So... Do all of you who sank your valuable time into that where-do-the-auction-funds-go sham of a process feel a little betrayed now?
How many more times will we continue to play this futile game?
The fix is always in. Let the "community" thrash about with well-meaning but big-picture-pointless debate, then swoop in at the end to remind where the ultimate decision lies. It lies with the money.
"Fool me once, shame on you. Fool me twice, shame on me."
I got fooled enough with the Applicant Support process, the CCT and a few others. Yeah, it's more than one but at least I can say I know the experience intimately. But the aftermath of these efforts (or lack thereof) is why you don't see me wasting my time on subsequent ones. (Cue the theme music from "CSI:Miami".)
Countless of my colleagues continue the good-faith attempt to disprove Einstein's definition of insanity(*), unsuccessfully. I love my ALAC friends (I've literally invited you to my home) and it pains me to watch the story repeat so often.
But sooner or later the collective massochism and denial has to end. Turnover in ALAC is low enough to have plenty of veterans around who should know better.
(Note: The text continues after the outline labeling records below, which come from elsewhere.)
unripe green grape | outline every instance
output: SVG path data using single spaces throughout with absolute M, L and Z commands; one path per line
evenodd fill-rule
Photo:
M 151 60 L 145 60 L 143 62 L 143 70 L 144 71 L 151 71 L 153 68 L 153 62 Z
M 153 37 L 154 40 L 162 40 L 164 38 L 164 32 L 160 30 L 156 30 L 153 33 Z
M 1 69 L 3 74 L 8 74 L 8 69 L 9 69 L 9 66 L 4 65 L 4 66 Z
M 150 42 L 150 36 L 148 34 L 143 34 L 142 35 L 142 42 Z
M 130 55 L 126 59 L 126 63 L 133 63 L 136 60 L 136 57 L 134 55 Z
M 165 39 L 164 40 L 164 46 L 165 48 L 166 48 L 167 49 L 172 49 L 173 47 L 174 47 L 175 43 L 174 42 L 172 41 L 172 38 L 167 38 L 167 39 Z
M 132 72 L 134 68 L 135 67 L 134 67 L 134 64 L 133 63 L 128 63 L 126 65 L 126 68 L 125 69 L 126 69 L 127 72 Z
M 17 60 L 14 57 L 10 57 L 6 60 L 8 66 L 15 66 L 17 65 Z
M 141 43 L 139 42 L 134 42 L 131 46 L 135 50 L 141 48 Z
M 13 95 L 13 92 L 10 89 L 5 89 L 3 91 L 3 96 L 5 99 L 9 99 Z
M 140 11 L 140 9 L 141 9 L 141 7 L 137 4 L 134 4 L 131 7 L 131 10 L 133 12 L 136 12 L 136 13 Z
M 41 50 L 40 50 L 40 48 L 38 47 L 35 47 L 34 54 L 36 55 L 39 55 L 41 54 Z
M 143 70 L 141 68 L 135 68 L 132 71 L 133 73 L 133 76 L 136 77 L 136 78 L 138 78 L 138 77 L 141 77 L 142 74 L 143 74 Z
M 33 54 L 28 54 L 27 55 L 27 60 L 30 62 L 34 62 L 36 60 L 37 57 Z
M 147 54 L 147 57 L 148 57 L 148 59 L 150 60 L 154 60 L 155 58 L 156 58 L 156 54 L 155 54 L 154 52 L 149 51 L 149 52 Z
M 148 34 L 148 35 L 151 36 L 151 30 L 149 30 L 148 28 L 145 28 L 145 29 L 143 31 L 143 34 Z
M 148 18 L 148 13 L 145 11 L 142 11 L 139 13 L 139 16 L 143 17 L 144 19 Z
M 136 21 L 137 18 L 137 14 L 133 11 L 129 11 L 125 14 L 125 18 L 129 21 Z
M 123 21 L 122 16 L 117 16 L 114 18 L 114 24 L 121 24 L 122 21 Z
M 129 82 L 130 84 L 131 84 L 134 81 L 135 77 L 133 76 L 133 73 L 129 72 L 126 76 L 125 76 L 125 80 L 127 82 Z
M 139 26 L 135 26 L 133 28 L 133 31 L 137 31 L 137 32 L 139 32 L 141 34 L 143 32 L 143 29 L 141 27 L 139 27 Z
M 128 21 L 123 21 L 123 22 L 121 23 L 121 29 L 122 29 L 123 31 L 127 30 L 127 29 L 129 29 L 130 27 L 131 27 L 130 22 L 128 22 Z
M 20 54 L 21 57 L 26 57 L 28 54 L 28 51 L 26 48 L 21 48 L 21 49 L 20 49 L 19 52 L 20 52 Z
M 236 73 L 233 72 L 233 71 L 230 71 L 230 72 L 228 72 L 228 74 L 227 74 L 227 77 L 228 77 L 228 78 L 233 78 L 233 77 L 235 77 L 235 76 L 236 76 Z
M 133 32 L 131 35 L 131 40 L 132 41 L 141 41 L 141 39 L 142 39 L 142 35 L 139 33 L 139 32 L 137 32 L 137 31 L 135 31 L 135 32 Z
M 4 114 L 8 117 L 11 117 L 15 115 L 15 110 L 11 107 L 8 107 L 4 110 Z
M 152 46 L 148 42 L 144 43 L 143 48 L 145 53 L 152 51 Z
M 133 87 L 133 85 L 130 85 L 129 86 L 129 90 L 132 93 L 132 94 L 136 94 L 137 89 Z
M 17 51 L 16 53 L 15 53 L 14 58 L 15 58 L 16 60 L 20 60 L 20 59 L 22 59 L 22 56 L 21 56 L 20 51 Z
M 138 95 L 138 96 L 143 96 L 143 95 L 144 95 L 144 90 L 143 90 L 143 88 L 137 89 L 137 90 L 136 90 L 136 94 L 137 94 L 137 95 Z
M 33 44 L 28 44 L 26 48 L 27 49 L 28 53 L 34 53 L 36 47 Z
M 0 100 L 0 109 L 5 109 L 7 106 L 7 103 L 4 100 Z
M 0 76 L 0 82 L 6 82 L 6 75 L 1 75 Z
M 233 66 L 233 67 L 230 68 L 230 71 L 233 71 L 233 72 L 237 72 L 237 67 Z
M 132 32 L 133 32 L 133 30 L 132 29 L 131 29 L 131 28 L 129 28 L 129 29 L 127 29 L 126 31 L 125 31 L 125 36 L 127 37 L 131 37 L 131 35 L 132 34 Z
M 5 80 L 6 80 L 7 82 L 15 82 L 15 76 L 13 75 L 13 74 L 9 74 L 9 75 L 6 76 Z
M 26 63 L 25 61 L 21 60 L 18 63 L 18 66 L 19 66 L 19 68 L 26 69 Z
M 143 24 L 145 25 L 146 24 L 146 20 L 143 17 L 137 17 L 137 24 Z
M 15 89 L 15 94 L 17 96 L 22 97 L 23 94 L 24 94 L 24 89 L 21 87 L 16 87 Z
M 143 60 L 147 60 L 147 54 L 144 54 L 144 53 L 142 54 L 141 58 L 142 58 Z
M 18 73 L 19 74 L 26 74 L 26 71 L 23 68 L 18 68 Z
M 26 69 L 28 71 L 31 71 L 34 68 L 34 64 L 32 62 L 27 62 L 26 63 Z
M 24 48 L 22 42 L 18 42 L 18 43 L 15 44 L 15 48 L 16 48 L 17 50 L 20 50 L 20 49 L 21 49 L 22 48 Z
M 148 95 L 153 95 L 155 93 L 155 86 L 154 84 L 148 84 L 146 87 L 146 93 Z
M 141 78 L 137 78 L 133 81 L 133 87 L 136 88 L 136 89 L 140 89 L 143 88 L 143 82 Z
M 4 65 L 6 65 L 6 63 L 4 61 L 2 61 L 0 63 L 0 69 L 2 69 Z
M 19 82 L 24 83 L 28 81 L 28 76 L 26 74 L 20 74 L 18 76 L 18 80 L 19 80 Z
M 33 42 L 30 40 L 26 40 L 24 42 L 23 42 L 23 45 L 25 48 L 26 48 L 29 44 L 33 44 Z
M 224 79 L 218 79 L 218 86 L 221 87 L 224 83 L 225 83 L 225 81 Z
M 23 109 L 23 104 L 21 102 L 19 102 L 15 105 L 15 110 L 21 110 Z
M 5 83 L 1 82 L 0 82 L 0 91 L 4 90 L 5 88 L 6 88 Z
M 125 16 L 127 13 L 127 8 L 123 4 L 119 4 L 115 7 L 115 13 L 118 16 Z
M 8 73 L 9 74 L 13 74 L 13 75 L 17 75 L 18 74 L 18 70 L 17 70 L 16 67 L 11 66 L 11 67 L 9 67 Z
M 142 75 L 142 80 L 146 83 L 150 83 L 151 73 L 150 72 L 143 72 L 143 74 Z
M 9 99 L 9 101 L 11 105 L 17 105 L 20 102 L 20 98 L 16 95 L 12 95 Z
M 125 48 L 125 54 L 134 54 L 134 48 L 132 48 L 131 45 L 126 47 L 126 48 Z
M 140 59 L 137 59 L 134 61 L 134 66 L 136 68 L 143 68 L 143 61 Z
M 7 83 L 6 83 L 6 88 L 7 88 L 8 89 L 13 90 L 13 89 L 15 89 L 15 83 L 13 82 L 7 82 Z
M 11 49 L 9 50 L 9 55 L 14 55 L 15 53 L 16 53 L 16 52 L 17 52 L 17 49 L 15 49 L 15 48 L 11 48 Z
Stop playing the game. Challenge the rules instead. Perfect example: why is ALAC involved in the minutiae of "subsequent procedures" for new rounds of gTLDs without having even challenged the rationale for new rounds at all? Also, I've previously spoken at length about ALAC's sad longtime choice to respond to the agendas of others rather than even try to set its own.
Monied interests overpower us politically by orders of magnitude, and without a regulatory role ICANN has no incentive to push against the money. This needs to be changed, or others will change it from the outside.
I remind that we are now living through a period of time in which awful political choices are being made, all over the world, in desperate moves to disrupt deaf and corrupt status quo. ICANN and ALAC ignore this trend at their danger.
___________________
Evan Leibovitch, Toronto
@evanleibovitch/@el56
(*) that may not have ever actually been said by Einstein, but it's a useful phrase regardless of source.